Czy MR12 zmieniło esport w Counter-Strike 2?

 

System MR12, czyli połowa meczu trwająca 12 rund, to zmiana, na którą Valve szykowało się bardzo długi czas. Finalnie doszło do niej w przełomowym dla Counter-Strike’a momencie, kiedy to oficjalną premierą miał CS 2. Zmiana podyktowana była wieloma czynnikami, które zaczynają dawać się we znaki także w tradycyjnym sporcie.

 

Prekursorem w tym temacie była strzelanka ze stajni Riot Games - VALORANT. To tam po raz pierwszy ujrzeliśmy, że pozytywny rezultat dla jednej z drużyn pojawia się wraz ze zdobyciem 13. punktu.
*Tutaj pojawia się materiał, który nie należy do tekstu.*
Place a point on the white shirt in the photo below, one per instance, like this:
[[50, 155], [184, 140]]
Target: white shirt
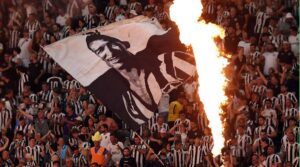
[[120, 17], [189, 89], [246, 46], [294, 41], [270, 115], [105, 140], [25, 54], [115, 151], [61, 20], [270, 61], [163, 105]]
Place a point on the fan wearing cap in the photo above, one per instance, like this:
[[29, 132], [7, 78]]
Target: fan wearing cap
[[97, 153], [159, 140], [77, 158]]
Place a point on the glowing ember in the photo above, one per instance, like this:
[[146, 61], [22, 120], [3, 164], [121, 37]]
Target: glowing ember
[[210, 64]]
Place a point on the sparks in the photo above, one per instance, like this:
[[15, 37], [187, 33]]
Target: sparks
[[210, 64]]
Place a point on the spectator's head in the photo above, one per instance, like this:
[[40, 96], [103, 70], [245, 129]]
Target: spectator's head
[[113, 138], [45, 86], [163, 132], [241, 130], [197, 140], [149, 12], [292, 122], [31, 17], [74, 133], [291, 136], [294, 31], [60, 141], [103, 128], [207, 131], [33, 58], [137, 140], [233, 12], [182, 115], [111, 3], [160, 120], [126, 152], [268, 103], [263, 134], [283, 89], [92, 8], [254, 159], [286, 46], [261, 120], [75, 149], [102, 117], [69, 109], [32, 141], [81, 23]]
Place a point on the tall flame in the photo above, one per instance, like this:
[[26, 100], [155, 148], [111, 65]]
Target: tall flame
[[209, 63]]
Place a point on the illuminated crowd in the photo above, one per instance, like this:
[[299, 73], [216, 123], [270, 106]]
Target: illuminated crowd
[[48, 119]]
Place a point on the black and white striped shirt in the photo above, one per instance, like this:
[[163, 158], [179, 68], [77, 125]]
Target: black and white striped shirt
[[24, 128], [242, 142], [45, 96], [197, 154], [73, 142], [79, 160], [156, 127], [14, 36], [58, 128], [5, 116], [178, 157], [261, 19], [139, 158], [277, 40], [254, 57], [55, 82], [251, 8], [24, 78], [259, 150], [91, 21], [67, 84], [17, 147], [151, 6], [272, 160], [65, 32], [291, 151], [34, 98], [273, 99], [208, 141], [109, 12], [296, 162], [32, 27], [35, 151], [260, 89], [269, 129], [283, 97], [186, 122], [78, 108], [46, 61], [132, 6]]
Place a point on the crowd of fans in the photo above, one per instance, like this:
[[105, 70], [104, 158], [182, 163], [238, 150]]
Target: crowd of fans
[[48, 119]]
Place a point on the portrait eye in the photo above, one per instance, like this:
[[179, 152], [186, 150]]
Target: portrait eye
[[116, 47]]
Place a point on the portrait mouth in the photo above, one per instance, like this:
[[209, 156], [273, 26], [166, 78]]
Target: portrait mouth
[[113, 60]]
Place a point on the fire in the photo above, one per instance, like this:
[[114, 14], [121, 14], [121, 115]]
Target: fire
[[210, 64]]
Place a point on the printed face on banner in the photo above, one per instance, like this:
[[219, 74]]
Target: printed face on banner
[[110, 49]]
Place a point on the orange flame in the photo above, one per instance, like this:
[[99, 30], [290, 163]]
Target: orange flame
[[210, 64]]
W CS:GO było to klasyczne 30 rund, a zwycięzcą okazywał się ten, kto pierwszy sięgnął po punkt 16. Oczywiście pomijając ewentualne dogrywki.

 

Czy zmiana była dobrym pomysłem? Jak decyzja ta wpłynęła na ekosystem i sam esport? Czy można było zrobić coś lepiej? Pytań jest bardzo wiele, a my postaramy się odpowiedzieć na kilka najbardziej nurtujących kwestii, które pojawiają się przy okazji dyskusji nad zmianami, które weszły już w życie w CS 2 i które zapewne pojawią się w niedalekiej przyszłości.

 

 

Krótsze mecze = więcej akcji

Mniej rund to krótsze spotkania. A skoro spotkania są krótsze, zespoły mają mniej czasu na udowodnienie, że to oni są lepszą ekipą. Dzięki temu zmiania się gameplan, mniej rund jest na tzw. przeczekaniu, przez co te które są, są rozgrywane są na wysokim poziomie intensywności. Dobrze pamiętamy, że w CS:GO bywały rundy, gdzie zespoły stały z pistoletami na respie i traktowały ją jako przerwę taktyczną. W CS 2 nie ma na to miejsca, a to wielki plus dla widowiska.

 

 

Ciekawsze widowisko

A skoro jesteśmy przy widowisku. Pomijając zwykłe mecze i grę ze znajomymi, zyskało także całe środowisko esportowe, właśnie dzięki skondensowanej formie meczu do absolutnego minimum. Przychodząc na wielką arenę jako kibic, czy nawet oglądając spotkanie w zaciszu własnego domu, nigdy nie lubiliśmy oglądać rund, w których drużyny nie wiedziały co ze sobą zrobić i błąkały się po całej mapie. Szczególnie, kiedy jesteśmy widzem na żywo. Mecze nie przeciągają się także po kilka godzin, co sprzyja nawet formatowi BO5, który dzięki temu może zostać rozegrany zdecydowanie szybciej.

 

 

Zmiana ekonomii

Ukrócenie kilku rund to także zmiana planu działania, w szczególności dla in-game leaderów, którzy muszą ułożyć zespół nieco inaczej i przygotować go wedle nowego scenariusza. Mniej rund na pełnym wyposażeniu oznacza, że znacznie częściej posuwamy się do zachowania broni, rozegrania rundy ekonomicznej czy po prostu graniu ostrożnie. Szanujemy każdy pieniądz, a lepsza broń jest na wagę złota. Doskonale widzimy to w spotkaniach profesjonalnych organizacji, które decydują się na nieodbijanie BS’a nawet w sytuacji 4v5 - a przecież podobny schemat w CS:GO był praktycznie nie do pomyślenia.